Are you using Chrome or Firefox for your tests?

phsultan commented 10 years ago

I'm using Chrome. Switched to Firefox 30.0 and successfully connected 3 people to the same room without any crash, though my CPU went up to 199% :-D

lminiero commented 10 years ago

Were you testing both server and clients on the same mahine? The clients CPU can really grow as soon as you start involving more flows at the same time, especially when you have 3-4 clients all handling 3-4 streams! The server side itself shouldn't be affected much with just 3-4 users in the MCU, at least not according to the measurements we did some weeks ago.
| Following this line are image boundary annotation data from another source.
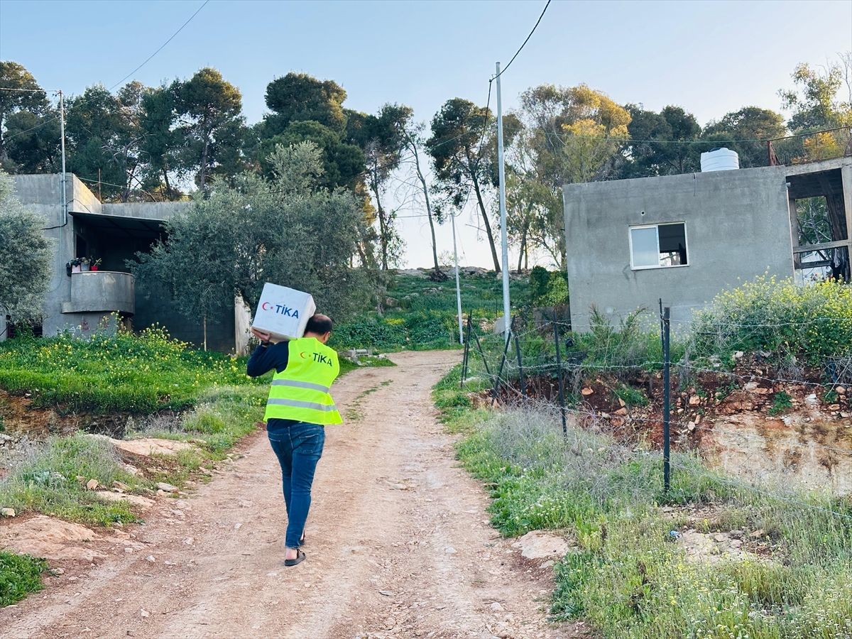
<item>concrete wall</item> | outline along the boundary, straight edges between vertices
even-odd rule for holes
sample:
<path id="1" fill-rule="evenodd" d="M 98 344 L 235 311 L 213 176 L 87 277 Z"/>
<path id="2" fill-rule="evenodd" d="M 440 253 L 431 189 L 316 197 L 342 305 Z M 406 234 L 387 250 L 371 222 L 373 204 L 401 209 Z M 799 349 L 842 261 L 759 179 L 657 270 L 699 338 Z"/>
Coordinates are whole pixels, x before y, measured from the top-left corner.
<path id="1" fill-rule="evenodd" d="M 134 277 L 129 273 L 89 271 L 71 275 L 71 302 L 62 313 L 135 313 Z"/>
<path id="2" fill-rule="evenodd" d="M 673 329 L 685 327 L 693 311 L 722 289 L 766 272 L 792 275 L 785 170 L 770 166 L 566 185 L 573 330 L 588 330 L 592 304 L 615 323 L 639 307 L 655 311 L 660 297 L 671 306 Z M 631 269 L 630 227 L 665 222 L 685 223 L 688 264 Z"/>
<path id="3" fill-rule="evenodd" d="M 105 216 L 121 216 L 137 220 L 168 220 L 177 211 L 187 210 L 192 202 L 119 202 L 101 204 Z"/>
<path id="4" fill-rule="evenodd" d="M 43 334 L 50 337 L 70 331 L 78 335 L 88 335 L 98 326 L 109 325 L 110 330 L 114 330 L 114 321 L 112 325 L 108 313 L 99 312 L 100 309 L 90 308 L 85 312 L 82 307 L 74 306 L 72 294 L 72 279 L 66 273 L 65 265 L 77 257 L 77 236 L 85 239 L 96 249 L 98 255 L 103 256 L 102 271 L 123 272 L 127 270 L 124 263 L 126 259 L 134 257 L 136 251 L 147 250 L 150 239 L 141 239 L 134 237 L 115 237 L 101 235 L 92 231 L 84 222 L 75 220 L 73 216 L 66 216 L 62 209 L 61 176 L 60 175 L 32 175 L 13 176 L 18 199 L 30 210 L 41 215 L 45 219 L 44 235 L 53 240 L 53 275 L 51 277 L 49 292 L 45 296 L 43 320 Z M 93 215 L 108 215 L 128 218 L 144 219 L 149 221 L 163 221 L 169 219 L 178 210 L 186 210 L 192 205 L 190 202 L 131 202 L 126 204 L 103 204 L 80 180 L 72 174 L 67 174 L 66 198 L 68 210 L 77 213 L 89 213 Z M 97 273 L 102 273 L 98 271 Z M 92 273 L 93 275 L 95 273 Z M 81 273 L 86 277 L 88 274 Z M 126 285 L 126 278 L 123 279 Z M 103 284 L 103 281 L 101 281 Z M 110 287 L 107 287 L 110 288 Z M 121 288 L 121 287 L 119 287 Z M 126 286 L 124 288 L 126 289 Z M 92 292 L 94 295 L 95 293 Z M 101 291 L 108 297 L 104 303 L 89 299 L 87 307 L 109 306 L 110 311 L 125 310 L 128 300 L 124 300 L 124 308 L 113 308 L 112 305 L 118 296 L 119 291 L 115 287 L 111 291 Z M 126 293 L 126 291 L 124 291 Z M 124 297 L 127 296 L 124 295 Z M 164 325 L 172 337 L 184 342 L 189 342 L 193 346 L 200 348 L 204 343 L 204 326 L 201 320 L 188 320 L 177 313 L 174 304 L 167 297 L 152 296 L 149 298 L 144 295 L 134 295 L 135 314 L 131 323 L 135 330 L 144 329 L 152 324 L 159 323 Z M 65 310 L 63 313 L 63 305 Z M 126 312 L 130 312 L 126 310 Z M 219 322 L 212 319 L 207 323 L 207 348 L 210 350 L 220 350 L 232 353 L 235 349 L 233 313 L 225 313 L 218 318 Z M 2 327 L 0 327 L 2 329 Z"/>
If everything went fine with Firefox, I guess the issue is indeed a race condition somewhere in the process of handling the bundle switch. I'm already looking into it and hope to have something ready soon.
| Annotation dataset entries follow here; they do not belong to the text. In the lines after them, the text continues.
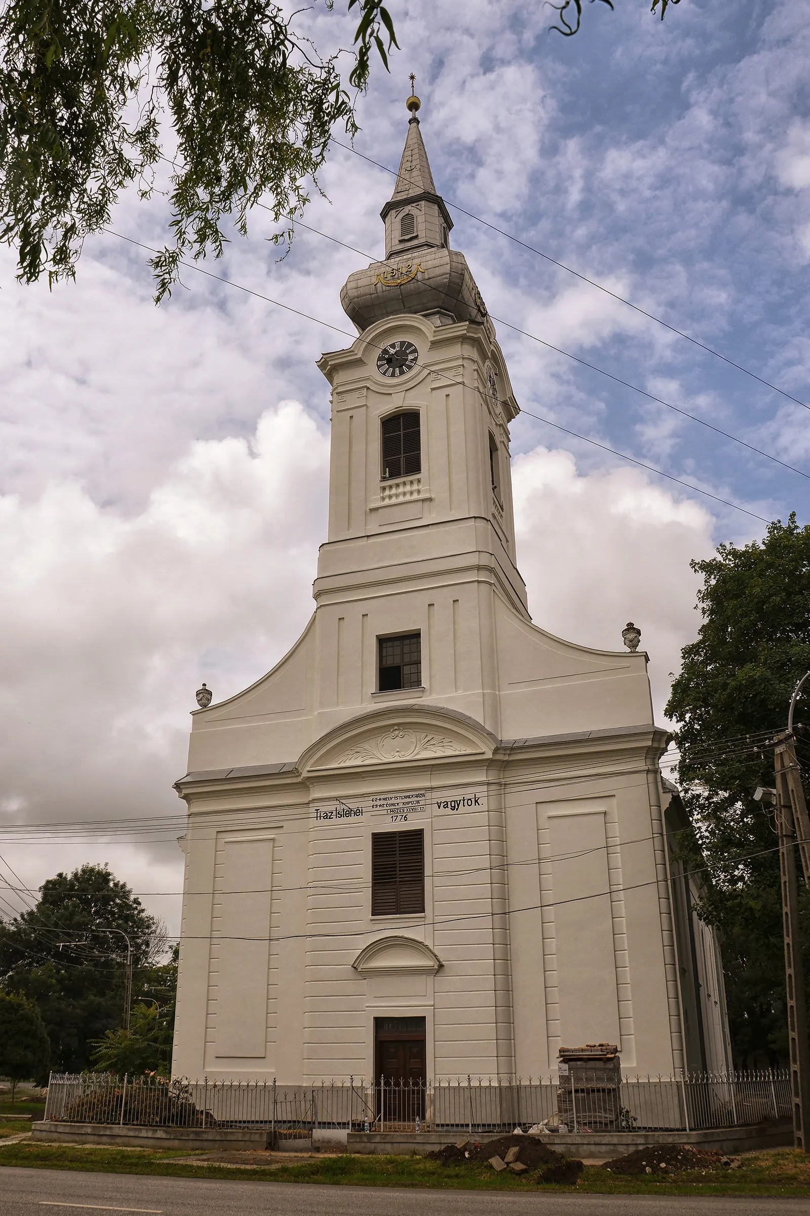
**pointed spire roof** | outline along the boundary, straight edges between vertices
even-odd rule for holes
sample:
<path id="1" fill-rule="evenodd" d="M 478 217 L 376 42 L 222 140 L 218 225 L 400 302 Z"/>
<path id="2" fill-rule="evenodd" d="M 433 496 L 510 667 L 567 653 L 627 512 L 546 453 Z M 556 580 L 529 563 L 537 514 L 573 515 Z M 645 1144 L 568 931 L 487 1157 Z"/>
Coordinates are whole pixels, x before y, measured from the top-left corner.
<path id="1" fill-rule="evenodd" d="M 400 203 L 413 195 L 435 195 L 434 175 L 430 171 L 427 152 L 419 130 L 419 119 L 414 117 L 408 123 L 408 137 L 400 162 L 397 184 L 391 195 L 392 203 Z"/>
<path id="2" fill-rule="evenodd" d="M 410 78 L 410 84 L 413 88 L 413 77 Z M 419 204 L 417 210 L 424 209 L 421 232 L 417 233 L 417 240 L 413 237 L 409 238 L 413 241 L 414 248 L 420 248 L 424 244 L 447 244 L 447 233 L 453 227 L 453 220 L 451 219 L 451 214 L 444 206 L 444 199 L 441 195 L 436 193 L 434 175 L 430 171 L 430 162 L 427 161 L 427 152 L 425 151 L 421 131 L 419 130 L 417 111 L 420 108 L 421 102 L 419 101 L 419 97 L 412 94 L 406 105 L 410 111 L 410 120 L 408 123 L 406 146 L 402 151 L 402 159 L 400 161 L 400 171 L 397 173 L 393 193 L 380 212 L 381 219 L 385 220 L 386 258 L 390 258 L 393 253 L 403 252 L 404 246 L 402 241 L 406 240 L 404 237 L 402 240 L 393 238 L 391 221 L 389 220 L 389 214 L 391 212 L 396 212 L 398 214 L 403 207 L 409 204 Z"/>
phsultan commented 10 years ago

I meant the CPU on the server that runs janus actually, which is a cloud instance. But that's another thing I believe. I did not check the CPU on my laptop, which I indeed connected 3 times to the server.

Thanks a lot Lorenzo !

lminiero commented 10 years ago

I just pushed a commit that should better handle the case when the gateway is offering (which is what happens when a second participant joins the room and you attach to its feed). Let me know if anything improves.

phsultan commented 10 years ago

Unfortunately no, it did not help.

lminiero commented 10 years ago

Can you launch Janus with a higher debugging level (-d 5) and pass me the log up to the point where it crashes? I don't know if files can be attached on issues so if not, since I'd rather avoid having long dumps of text here, please send me the log privately (lorenzo[at]meetecho.com).

lminiero commented 10 years ago

Closing as this should have been fixed, feel free to reopen otherwise.